I would reverse and vacate the sentences for sexual battery and confinement.

NOTES

[1] In Hawk, supra, this court held that under the child molestation statute, fondling or touching a child with intent to arouse or to satisfy sexual desires of either the party or the child (IC XX-XX-X-X(b)) is not a lesser included offense in sexual intercourse with a child (IC XX-XX-X-X(a), under 12, and IC XX-XX-X-X(c), over 12, but under the age of 16). However, the Hawk court specifically refrained from addressing the double jeopardy and statutory problems that would arise if a conviction for both sexual intercourse and a touching or fondling occurred, particularly where evidence reveals only one touching occurred. The court also did not address to what degree the acts must be temporally separated for convictions for both to be sustainable. 506 N.E.2d at 75, n. 6.

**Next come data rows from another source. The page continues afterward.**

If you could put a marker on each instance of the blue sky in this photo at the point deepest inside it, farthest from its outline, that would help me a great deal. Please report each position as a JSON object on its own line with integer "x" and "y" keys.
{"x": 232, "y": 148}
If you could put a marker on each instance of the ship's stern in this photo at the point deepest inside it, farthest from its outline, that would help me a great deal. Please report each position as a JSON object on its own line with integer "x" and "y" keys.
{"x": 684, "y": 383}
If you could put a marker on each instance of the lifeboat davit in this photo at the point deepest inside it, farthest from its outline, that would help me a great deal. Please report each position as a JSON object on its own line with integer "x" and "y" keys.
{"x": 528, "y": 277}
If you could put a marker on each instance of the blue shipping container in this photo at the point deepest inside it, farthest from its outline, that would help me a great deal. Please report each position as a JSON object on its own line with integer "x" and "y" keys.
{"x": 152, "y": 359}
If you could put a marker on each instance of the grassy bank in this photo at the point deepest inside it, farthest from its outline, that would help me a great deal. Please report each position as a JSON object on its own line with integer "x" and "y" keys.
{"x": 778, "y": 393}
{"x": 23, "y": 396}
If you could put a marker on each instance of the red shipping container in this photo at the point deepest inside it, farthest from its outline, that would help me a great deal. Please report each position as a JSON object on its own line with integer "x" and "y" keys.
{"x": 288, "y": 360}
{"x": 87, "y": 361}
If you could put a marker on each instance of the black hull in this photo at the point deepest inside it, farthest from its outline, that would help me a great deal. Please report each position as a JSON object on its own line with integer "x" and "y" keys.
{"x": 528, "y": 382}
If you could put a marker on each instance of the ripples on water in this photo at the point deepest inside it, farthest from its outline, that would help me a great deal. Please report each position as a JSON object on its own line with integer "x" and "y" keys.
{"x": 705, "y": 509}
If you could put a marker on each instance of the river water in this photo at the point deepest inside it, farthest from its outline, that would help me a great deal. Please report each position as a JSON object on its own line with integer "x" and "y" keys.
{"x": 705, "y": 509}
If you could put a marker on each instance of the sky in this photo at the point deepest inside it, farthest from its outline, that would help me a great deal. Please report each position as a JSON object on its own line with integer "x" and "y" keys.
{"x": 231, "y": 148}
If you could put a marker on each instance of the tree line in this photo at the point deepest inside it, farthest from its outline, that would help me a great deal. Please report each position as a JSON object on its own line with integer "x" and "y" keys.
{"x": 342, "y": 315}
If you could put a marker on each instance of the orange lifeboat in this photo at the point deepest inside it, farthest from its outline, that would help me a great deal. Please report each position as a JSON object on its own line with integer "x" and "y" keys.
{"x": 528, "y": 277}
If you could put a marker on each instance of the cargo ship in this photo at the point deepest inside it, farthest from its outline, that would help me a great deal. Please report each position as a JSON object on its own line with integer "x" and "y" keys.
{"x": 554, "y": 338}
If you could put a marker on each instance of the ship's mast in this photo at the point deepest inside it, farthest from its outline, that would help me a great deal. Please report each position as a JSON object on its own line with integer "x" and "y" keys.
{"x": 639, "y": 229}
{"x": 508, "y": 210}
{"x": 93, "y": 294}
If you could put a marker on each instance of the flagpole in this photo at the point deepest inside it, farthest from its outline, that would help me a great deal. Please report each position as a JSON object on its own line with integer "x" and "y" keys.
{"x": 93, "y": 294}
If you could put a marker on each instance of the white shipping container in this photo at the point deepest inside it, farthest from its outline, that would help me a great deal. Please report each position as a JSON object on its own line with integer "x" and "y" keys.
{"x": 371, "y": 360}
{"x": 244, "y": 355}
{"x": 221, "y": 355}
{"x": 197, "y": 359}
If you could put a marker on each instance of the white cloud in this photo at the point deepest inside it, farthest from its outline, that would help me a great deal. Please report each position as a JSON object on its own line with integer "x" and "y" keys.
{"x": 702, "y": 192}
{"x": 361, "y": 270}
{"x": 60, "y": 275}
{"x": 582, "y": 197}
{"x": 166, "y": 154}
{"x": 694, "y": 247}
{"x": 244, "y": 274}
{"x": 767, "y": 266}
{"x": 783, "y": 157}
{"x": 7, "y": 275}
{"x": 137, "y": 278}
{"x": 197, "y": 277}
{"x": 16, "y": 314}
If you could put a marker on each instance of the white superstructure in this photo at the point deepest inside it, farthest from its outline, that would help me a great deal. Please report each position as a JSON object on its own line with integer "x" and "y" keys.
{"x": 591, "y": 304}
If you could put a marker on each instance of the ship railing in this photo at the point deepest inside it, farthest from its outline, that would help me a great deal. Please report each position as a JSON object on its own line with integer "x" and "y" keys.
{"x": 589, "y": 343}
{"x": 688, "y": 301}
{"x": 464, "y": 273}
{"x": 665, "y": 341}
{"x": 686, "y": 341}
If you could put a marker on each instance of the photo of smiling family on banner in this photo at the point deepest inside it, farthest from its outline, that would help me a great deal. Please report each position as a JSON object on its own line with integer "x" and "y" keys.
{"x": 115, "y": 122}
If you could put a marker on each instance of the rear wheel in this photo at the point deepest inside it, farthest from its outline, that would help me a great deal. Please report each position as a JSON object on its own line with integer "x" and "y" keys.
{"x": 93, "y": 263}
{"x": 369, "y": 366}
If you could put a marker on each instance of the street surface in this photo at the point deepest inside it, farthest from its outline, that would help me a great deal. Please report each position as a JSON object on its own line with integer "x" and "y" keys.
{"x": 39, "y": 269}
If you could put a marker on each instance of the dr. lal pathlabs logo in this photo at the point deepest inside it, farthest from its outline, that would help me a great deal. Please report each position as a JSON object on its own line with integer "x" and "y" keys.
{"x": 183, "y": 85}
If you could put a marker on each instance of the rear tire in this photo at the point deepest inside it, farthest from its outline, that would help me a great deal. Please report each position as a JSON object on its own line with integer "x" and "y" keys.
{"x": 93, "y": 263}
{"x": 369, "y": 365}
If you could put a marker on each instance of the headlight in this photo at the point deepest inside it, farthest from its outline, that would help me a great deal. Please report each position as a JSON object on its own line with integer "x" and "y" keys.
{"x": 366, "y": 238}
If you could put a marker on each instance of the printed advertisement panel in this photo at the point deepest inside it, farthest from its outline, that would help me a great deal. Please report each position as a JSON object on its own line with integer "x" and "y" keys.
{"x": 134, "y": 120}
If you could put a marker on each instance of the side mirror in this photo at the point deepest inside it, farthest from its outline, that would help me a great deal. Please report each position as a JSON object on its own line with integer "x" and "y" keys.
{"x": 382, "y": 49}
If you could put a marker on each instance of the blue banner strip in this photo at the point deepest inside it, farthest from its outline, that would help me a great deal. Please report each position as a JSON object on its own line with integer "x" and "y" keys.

[2] "Sexual intercourse" is defined by statute as "[A]n act that includes any penetration of the female sex organ by the male sex organ." IC XX-XX-X-XX. Although the statutory definition does not include an intent to gratify, WEBSTER'S THIRD NEW INTERNATIONAL DICTIONARY 2082 (Rev. 1976) defines "sexual" as "relating to the sphere of behavior associated with libidinal gratification" — in other words, sexual gratification.

I also point out that in Canaan v. State (1989), Ind., 541 N.E.2d 894, our supreme court opined that the legislature had reacted to a current theory that rape and other types of sexual attacks are not crimes of passion or sexual gratification, but rather, crimes of violence. The court was specifically addressing the fact that the definition of deviate sexual conduct (formerly IC XX-XX-X-X) which required "an act of sexual gratification involving the sex organ of one person and the mouth or anus of another person" was subsequently revised (now IC XX-XX-X-X) and no longer requires proof of sexual gratification. I agree that the acts of forcible rape and forcible deviate sexual conduct are acts of violence. However, I also observe that when the statute was changed by P.L. 183-1984, "sexual gratification" was eliminated from the definition, but subdivision 2 was added, including in the definition of deviate sexual conduct "the penetration of the sex organ or anus of a person by an object." West's AIC XX-XX-X-X (1986). The legislature may have added this subdivision to include as deviate sexual conduct acts of abuse which do not necessarily stem from an intent to arouse or gratify. Thus, the elimination of the words "sexual gratification" from the statute is not necessarily indicative of the legislature's intent with respect to all crimes of a sexual nature.

Furthermore, all crimes involving force against the person are acts of violence. For example, robbery is theft from the person or presence of another person by the use of force or threats of force. IC XX-XX-X-X. In robbery, although the statute only requires that the robber knowingly take property from the victim, it is necessarily implied that the robber's intent is to steal. Similarly, while rape is a crime of violence, it is also a crime involving sexual gratification.

[3] For example, Indiana courts have repeatedly held that confinement is not an inherently included offense in rape. (See e.g., Purter v. State (1987), Ind., 515 N.E.2d 858; Edwards v. State (1985), Ind., 479 N.E.2d 541. In both Edwards and Purter, the victims were confined prior to or after the rape and the confinement was not merely incidental to the rape.) I agree with Judge Shields' well-reasoned analysis in Ryle v. State (1990), Ind. App., 549 N.E.2d 81, 85 n. 7: "[F]orcible rape necessarily includes an interference, with the victim's liberty in order to achieve non-consensual penetration. That interference, like the interference in the robbery, is inherently included in forcible rape and cannot support a conviction. However, any confinement of the victim other than that necessary to effectuate the rape constitutes a separate violation of IC XX-XX-X-X(a)(1) and a distinct, punishable offense."